Young had called on all office workers to go home, and for shops to close if not providing an essential service. Today, she made a point of saying Cotton On and JB HiFi were “not essential to me” and she expected them to make a decision about closing.

Police are enforcing the restrictions but Deputy Commissioner Steve Gollschewski reiterated his concern that a minority of people felt the need to ignore or even protest the rules. His comments followed more arrests in Brisbane yesterday.

“I feel really, really worried that we won’t be able to get on top of this because there’s a small percentage of people who continually put their own interests ahead of their whole community,” Gollschewski told ABC Radio.

Health Minister Yvette D’Ath welcomed a Commonwealth offer of another 150,000 doses of AstraZeneca to help vaccinate those most at risk. She said it would be put to good use by pharmacies but could only go so far, as Queensland Health was focussed on distributing Pfizer to frontline workers and the eligible 40-60 year age group.

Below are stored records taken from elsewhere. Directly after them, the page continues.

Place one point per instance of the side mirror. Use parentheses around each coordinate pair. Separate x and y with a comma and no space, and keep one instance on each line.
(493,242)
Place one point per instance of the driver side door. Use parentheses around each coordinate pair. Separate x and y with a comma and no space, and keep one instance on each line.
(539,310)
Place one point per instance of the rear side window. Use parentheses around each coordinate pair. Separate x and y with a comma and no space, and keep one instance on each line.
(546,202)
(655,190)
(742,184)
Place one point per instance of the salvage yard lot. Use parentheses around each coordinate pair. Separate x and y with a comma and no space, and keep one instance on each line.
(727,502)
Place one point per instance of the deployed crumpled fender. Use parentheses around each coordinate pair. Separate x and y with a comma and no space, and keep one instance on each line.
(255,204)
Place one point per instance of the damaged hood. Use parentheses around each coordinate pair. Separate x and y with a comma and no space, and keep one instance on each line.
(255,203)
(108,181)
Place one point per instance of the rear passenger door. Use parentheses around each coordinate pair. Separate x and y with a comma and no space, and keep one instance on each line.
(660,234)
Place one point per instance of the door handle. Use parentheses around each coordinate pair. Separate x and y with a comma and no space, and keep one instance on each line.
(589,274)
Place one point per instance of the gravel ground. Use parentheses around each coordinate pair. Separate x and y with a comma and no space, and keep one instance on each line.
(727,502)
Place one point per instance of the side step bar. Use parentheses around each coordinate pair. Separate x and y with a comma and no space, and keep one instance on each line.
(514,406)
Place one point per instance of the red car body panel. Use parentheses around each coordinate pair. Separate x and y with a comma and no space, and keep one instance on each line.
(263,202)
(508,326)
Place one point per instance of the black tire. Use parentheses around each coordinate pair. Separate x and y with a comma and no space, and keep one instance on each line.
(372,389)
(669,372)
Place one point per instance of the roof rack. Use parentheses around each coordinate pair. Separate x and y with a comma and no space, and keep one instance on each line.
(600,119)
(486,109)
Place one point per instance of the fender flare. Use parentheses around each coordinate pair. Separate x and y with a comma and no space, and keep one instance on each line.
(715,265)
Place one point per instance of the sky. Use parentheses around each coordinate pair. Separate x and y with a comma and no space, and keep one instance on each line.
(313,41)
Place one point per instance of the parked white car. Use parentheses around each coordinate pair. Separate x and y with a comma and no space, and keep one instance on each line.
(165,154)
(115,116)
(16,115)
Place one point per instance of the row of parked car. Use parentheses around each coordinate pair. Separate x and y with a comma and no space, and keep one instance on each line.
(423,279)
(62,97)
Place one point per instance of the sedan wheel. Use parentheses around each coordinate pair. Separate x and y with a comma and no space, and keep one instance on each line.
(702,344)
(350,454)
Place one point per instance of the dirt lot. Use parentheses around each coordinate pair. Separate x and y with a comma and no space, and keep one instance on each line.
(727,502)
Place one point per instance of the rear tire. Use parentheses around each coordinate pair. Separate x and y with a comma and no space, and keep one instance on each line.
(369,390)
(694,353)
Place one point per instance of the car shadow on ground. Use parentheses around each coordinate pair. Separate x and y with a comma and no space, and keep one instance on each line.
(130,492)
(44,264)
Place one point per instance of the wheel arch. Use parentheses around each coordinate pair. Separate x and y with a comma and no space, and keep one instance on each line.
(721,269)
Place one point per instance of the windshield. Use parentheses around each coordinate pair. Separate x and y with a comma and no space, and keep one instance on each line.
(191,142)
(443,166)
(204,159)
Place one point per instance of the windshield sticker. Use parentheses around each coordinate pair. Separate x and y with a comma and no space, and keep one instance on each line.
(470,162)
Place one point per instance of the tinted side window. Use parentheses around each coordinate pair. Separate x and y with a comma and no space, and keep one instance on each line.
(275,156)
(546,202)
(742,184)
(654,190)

“What Queensland needs more than anything else is additional Pfizer supply,” D’Ath said.

“Queensland Health can rapidly increase its Pfizer vaccinations, provided the Morrison government can get us more supply.”

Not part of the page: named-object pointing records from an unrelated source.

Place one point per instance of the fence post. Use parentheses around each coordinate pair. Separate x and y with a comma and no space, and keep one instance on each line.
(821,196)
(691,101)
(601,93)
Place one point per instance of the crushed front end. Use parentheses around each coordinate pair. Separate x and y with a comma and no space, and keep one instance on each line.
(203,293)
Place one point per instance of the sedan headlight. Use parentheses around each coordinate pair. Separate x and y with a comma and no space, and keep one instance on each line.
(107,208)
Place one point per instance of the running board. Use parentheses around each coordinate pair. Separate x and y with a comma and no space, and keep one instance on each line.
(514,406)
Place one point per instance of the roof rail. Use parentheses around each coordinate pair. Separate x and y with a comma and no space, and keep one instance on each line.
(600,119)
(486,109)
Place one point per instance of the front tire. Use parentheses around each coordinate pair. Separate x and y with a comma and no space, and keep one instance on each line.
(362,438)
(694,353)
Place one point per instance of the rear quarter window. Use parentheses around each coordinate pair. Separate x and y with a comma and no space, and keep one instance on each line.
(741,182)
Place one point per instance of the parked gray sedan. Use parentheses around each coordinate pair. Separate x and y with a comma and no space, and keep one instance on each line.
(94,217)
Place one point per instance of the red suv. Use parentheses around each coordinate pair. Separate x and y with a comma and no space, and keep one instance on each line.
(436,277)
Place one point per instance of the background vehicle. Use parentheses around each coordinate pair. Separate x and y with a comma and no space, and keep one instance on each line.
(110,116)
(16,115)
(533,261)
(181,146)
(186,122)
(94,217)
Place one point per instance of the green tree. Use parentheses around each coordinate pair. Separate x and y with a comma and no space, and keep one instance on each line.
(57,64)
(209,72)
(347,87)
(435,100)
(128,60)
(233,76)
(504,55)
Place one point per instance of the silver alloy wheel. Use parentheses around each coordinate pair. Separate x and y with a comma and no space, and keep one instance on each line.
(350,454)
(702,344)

D’Ath had previously requested more Pfizer, only to be offered AstraZeneca to be distributed to Queensland pharmacies and GPs. She has now asked for August allocations to be brought forward to deliver another 84,000 Pfizer doses each week.

Meanwhile, Premier Annastacia Palaszczuk, who is in hotel quarantine, released a styled and edited social media post on how “with all of us working together, it will never defeat us” – only to be ridiculed for not including vaccination among her tips for Queenslanders to survive lockdown.